Co-adaptation occurs when certain neurons in a neural network rely too heavily on specific other neurons, making the network less robust and more prone to overfitting.
> For example, if neuron A always activates with neuron B, the network might not learn meaningful patterns independently.

**Why it's problematic:**
- Reduces model generalization
- Makes the network sensitive to specific training data patterns
- Can lead to overfitting

**How dropout helps:**
- Randomly drops out (sets to zero) a fraction of the input units during training 
- Randomly deactivates neurons during training
- Encourages the network to learn more robust features
- Prevents co-adaptation by forcing neurons to learn independently
- Prevents neurons from relying too much on specific activations
- Acts as an ensemble method by training different subnetworks



### 3. why we are having position as arange and then unsqueeze ?
```python
# create a 1D  tensor of positions [0, 1, ..., seq_len-1]
torch.arange(seq_len)
# unsqueeze to make it a 2D tensor of shape [seq_len, 1]
# like [[0], [1], ..., [seq_len-1]]
torch.arange(seq_len).unsqueeze(1)
```
- This is done to enable broadcasting when multiplying with `div_term` which has shape `[emb_dim//2]`

### 4. why we are using register buffer ?
```python
self.register_buffer('pe', pe.unsqueeze(0))
```
- `register_buffer` is used to register a buffer(a tensor) (e.g. `pos_emb`) that is not a parameter of the module but should be part of the module's state.
    -  Moved to the same device as the module's parameters
    -  Saved in the state_dict for saving and loading
    - Not considered a trainable parameter (unlike `nn.Parameter`)
    - The positional encodings are constant and don't need gradients, so they're stored as a buffer.

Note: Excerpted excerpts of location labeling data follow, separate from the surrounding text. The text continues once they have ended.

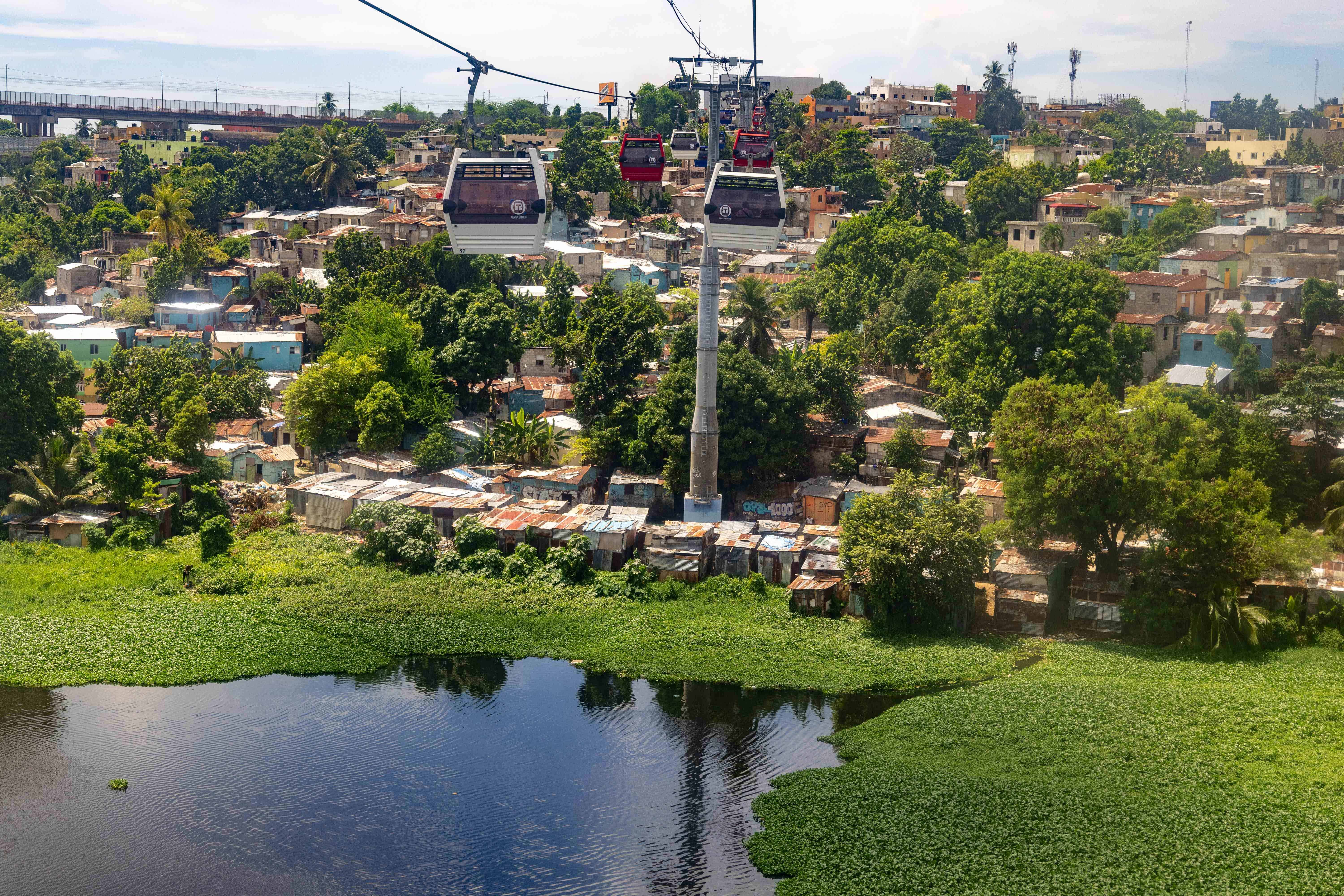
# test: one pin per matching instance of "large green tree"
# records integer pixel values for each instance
(916, 551)
(37, 379)
(1075, 467)
(760, 437)
(1032, 315)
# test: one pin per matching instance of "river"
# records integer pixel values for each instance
(437, 776)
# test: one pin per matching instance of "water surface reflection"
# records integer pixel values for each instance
(437, 776)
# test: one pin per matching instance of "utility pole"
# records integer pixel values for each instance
(1185, 90)
(704, 503)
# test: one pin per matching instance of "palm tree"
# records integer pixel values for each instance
(167, 213)
(995, 78)
(1334, 499)
(802, 296)
(235, 361)
(52, 481)
(1052, 238)
(760, 323)
(485, 450)
(29, 187)
(334, 172)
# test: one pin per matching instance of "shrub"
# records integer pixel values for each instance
(216, 538)
(571, 563)
(435, 452)
(95, 536)
(522, 563)
(136, 534)
(396, 534)
(471, 536)
(489, 563)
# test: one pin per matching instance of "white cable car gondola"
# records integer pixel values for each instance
(745, 209)
(497, 206)
(686, 146)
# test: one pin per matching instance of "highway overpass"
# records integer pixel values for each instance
(37, 113)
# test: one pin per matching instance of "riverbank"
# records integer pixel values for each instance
(1100, 770)
(299, 604)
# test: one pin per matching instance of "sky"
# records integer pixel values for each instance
(286, 54)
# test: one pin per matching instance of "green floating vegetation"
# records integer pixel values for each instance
(1100, 770)
(290, 602)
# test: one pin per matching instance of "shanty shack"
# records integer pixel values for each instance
(575, 484)
(378, 465)
(1095, 601)
(991, 493)
(780, 550)
(330, 504)
(734, 549)
(298, 492)
(65, 527)
(632, 489)
(821, 499)
(818, 593)
(1030, 584)
(447, 506)
(681, 551)
(612, 541)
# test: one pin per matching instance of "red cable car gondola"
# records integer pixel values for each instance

### 5. what is forward doing here ? 
1. Takes input `x` of shape (batch_size, seq_len, emb_dim)
2. Adds the positional encoding to the input tensor.
3. Slices the positional encoding to match the input sequence length.
4. applies dropout to the result
5. Returns the position aware embeddings

### Extra: why did we use nn.Module in the class ?
nn.Module is the base class for all neural network modules in PyTorch. 

1. Parameter Management
    - Tracks all `nn.Parameter` objects
    - Enables automatic differentiation
    - Handles moving parameters to GPU/CPU

2. State Management
    - Maintains model state (train/eval modes)
    - Handles saving/loading model state ( model persistence )
    - Manage buffer (register) 
3. Module Composition
    - Enables building complex architecture
    - Supports nested modules
    - Provide `to()`, `train()`, `eval()`, `parameters()`, `state_dict()`, `load_state_dict()` methods
4. Forward Hooks
    - allow to insert custom operations at any point in the forward pass
    - useful for debugging, visualization, and custom training 
5. Integrate with PyTorch's autograd engine
    - Enable custom gradient computation
    - Support custom backward passes
    - compatible with DataLoader

in our case `nn.Module` help us to
1. Register the positional encoding buffer
2. Use the module in a PyTorch model
Move all tensors to the correct device (CPU/GPU) automatically
3. Save/load the model's state including the positional encodings


# Learned embeddings 
[> Learned Positional encoding code](./learned_PE.py)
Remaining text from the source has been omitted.